Messieurs Kla Sylvanus et Daly Zagbo Ernest font donc comprendre à la compagnie Warid Télécom que pour obtenir la fréquence des 900-1800 Mégahertz, elle devra débourser, en sus des 30 milliards de FCFA fixés par la convention officielle la liant à l'Etat de Côte d'Ivoire, la somme de 5 millions d'Euros (3 milliards six cents soixante treize millions de FCFA). Cet argent sera payé non à l'Etat de Côte d'Ivoire, mais plutôt par virement bancaire sur un compte appartenant à monsieur Eugène Marie Diomandé. 

Démarche opaque et harcèlement

Toujours selon les informations crédibles et recoupées en possession de notre Rédaction, M. Eugène Marie Diomandé à son tour, monte une société-écran dénommée Cocoa & Finance Food Company, qui a son siège social aux Îles Marshall (un paradis fiscal situé dans les Caraïbes), où est viré ce pactole. 

Ainsi, par les soins du Directeur financier de Warid, M. Manoucher Djamal, les 5 millions d'Euros (3 milliards six cents soixante treize millions de FCFA) sont virés depuis la Standard Chartered à Londres sur le compte de la société-écran de M. Eugène Marie Diomandé. Compte domicilié à la Banco Popular Espagnol, Calle Marqués De Larios 5, Malaga, en Espagne. Cette transaction opaque au profit de «grands bandits à cols blancs» qui gravitent autour du président Laurent Gbagbo est bouclée en 10 jours ! 

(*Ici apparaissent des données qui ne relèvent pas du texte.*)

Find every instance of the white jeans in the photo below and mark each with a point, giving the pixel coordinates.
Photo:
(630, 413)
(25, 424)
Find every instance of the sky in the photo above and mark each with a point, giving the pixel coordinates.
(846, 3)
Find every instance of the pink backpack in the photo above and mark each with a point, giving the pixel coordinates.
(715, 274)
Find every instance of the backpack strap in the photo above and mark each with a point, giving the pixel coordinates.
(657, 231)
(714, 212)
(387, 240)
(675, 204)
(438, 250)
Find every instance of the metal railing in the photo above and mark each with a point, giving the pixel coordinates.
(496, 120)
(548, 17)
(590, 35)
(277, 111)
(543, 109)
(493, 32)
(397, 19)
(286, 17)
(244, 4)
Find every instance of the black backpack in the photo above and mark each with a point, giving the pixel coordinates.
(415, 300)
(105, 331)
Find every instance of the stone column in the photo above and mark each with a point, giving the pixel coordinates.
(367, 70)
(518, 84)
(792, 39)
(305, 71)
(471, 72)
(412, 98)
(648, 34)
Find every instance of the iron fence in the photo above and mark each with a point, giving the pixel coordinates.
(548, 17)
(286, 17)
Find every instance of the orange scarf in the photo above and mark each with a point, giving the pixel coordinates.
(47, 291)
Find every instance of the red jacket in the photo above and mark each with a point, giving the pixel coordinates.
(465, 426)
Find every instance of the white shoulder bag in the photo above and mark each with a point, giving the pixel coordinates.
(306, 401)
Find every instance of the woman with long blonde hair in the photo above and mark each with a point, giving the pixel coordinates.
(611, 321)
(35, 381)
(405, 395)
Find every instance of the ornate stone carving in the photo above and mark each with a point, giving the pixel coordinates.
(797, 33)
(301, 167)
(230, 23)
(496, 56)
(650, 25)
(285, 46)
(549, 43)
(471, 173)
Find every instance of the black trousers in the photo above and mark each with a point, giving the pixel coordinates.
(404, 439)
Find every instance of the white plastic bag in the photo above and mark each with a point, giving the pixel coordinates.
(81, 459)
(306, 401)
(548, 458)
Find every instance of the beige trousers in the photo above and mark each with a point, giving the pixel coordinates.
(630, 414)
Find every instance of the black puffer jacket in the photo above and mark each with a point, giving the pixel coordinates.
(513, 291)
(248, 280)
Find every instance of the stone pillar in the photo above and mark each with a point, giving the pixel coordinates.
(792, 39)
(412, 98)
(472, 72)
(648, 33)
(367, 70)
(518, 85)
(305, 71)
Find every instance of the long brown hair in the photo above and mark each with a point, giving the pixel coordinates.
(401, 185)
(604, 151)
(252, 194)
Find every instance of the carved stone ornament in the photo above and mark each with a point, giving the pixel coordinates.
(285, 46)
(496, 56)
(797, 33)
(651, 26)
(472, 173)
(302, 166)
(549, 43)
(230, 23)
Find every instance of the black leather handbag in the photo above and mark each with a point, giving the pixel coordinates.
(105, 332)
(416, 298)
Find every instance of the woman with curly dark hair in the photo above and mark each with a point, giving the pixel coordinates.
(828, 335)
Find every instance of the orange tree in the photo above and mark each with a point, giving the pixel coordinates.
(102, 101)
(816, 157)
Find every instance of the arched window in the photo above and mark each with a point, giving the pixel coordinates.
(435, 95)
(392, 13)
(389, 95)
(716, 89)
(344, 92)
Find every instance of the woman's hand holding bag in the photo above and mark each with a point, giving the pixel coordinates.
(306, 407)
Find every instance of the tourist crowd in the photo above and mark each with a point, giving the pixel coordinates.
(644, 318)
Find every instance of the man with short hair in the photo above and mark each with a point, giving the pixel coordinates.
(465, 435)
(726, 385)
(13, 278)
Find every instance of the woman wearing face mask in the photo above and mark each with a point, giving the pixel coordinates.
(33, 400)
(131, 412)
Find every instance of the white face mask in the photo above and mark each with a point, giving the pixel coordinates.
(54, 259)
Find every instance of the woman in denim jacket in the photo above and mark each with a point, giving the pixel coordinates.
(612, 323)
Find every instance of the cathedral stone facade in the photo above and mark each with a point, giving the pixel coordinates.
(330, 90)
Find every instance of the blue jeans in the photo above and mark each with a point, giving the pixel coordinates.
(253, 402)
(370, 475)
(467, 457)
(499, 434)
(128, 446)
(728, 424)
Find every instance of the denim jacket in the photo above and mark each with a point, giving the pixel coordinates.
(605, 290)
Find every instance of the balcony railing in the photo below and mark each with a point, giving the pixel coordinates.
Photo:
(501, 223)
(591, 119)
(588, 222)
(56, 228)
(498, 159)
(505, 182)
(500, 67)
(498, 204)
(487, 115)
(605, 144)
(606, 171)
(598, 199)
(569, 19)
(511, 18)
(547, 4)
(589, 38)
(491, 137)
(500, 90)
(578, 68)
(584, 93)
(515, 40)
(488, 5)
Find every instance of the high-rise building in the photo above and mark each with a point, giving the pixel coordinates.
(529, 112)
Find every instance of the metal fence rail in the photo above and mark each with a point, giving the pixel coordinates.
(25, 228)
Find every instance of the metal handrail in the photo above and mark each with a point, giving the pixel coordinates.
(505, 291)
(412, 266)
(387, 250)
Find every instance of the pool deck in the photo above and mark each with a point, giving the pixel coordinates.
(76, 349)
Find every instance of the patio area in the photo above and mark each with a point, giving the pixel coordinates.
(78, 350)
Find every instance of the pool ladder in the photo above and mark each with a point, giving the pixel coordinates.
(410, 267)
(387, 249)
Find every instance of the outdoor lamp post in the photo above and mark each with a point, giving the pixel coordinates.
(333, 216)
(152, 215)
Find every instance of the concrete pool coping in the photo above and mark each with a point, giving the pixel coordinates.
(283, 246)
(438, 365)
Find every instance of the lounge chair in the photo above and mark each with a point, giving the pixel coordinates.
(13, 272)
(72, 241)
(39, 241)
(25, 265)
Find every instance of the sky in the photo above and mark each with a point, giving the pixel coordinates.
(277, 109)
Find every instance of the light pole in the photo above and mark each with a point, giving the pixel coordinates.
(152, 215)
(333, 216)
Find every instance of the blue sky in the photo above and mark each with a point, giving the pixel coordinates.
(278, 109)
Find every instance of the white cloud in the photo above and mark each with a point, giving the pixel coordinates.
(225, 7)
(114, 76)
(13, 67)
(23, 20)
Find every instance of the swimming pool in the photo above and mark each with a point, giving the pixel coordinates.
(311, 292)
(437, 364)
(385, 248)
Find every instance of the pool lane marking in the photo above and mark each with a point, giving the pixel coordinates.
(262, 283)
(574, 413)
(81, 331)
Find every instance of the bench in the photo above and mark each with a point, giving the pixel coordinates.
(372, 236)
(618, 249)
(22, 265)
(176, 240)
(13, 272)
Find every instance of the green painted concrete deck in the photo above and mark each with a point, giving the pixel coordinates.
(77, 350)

Une fois la transaction confirmée par Eugène Marie Diomandé à ses deux acolytes que sont messieurs Ernest Daly Zagbo et Kla Koué Sylvanus, la fréquence qui, selon l'ATCI, n'était pas disponible, est aussitôt attribuée à Warid Télécom avec les 16 canaux. Cette attribution s'effectuera le 25 avril 2008.

Interrogations

Alors, questions :

Pourquoi faut-il recourir à des intermédiaires - au détriment de l'Etat de Côte d'Ivoire et du contribuable ivoirien - pour obtenir quelque chose à laquelle on a légalement droit ?

Quel intérêt a Monsieur Kla Sylvanus, DG de l'ATCI, pour cautionner de telles transactions en dehors de celles effectuées selon les critères définis par la loi ivoirienne sur les télécoms ? 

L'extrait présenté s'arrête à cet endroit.